Her mother tossed her cigarette into the kitchen sink. “Means she’s uppity as all get-out is what it means. You should’ve seen the look on her face when she was telling those bridge ladies about how her husband’s the best this and the best that and her daughter’s the best this and the best that and she’s the best this and the best that.”

She hopped off the kitchen counter and yanked the refrigerator door open. “I swear, every one of those women are like that. Snooty, snooty, snooty.”

She slammed the refrigerator door shut. “I wish we could go out to eat once in a while. If I had a car, we could. Maybe I’ll take the bus over to the used-car lot this weekend and see what they’ve got. And maybe if Mrs. Queen of the World Tully would pay me more, I could afford to buy something.”

On and on and on she went.

Complaining, complaining, complaining.

Mavis was used to her mother complaining. She complained about Mavis’s dad, who never sent money when he was supposed to and was a mama’s boy. She complained about jealous boyfriends, nosy schoolteachers, the high cost of cigarettes, and her flabby arms. And she complained about every job she had ever had. But it seemed like this time the complaining had come sooner. They had only been in Landry a couple of weeks.

Mavis took the bag of potato chips out on the little porch at the top of the steps and sat down, looking up at the starry summer sky and thinking about Henry. She and Rose had gone back to the woods behind Amanda’s house three more times but hadn’t seen him again.
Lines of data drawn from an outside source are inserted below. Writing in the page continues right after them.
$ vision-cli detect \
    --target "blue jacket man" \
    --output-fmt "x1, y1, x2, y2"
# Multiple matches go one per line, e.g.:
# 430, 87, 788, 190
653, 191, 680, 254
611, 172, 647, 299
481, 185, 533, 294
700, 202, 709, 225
Mavis decided that tomorrow they should ask Amanda if Henry was still coming to the fence for food. She knew Rose was scared that her mama would find out she’d been going back in those woods where she wasn’t supposed to go. But, dang it, Mavis was determined to carry out her plan of getting a dog for Mr. Duffy.

*   *   *

When Mavis saw Rose walking toward the apartment steps, she got a sinking feeling. Why was she so dressed up? A sundress? She didn’t look like somebody who was going into the woods to look for a dog.

“Where’re you going?” Mavis asked.

Rose looked surprised. “To look for Henry with you.”

“But why are you so dressed up?”

Rose looked down at her dress. “I’m not.”

“You’re gonna go in the woods like that?”

Rose blushed. “Um, yeah, I guess.”

“Well, I have an idea.”

Rose didn’t look very interested in hearing Mavis’s idea, but Mavis went on. “Let’s go ask Amanda if Henry’s still coming to get the food back by her fence,” she said. “Then we’ll at least know for sure that he’s still around.”

“Oh,” Rose said. “Well, um…”

“Please?”

Rose hesitated for a minute, but finally said, “Okay.”

Then, before Rose could change her mind, Mavis grabbed her hand, and off they ran toward Amanda’s house.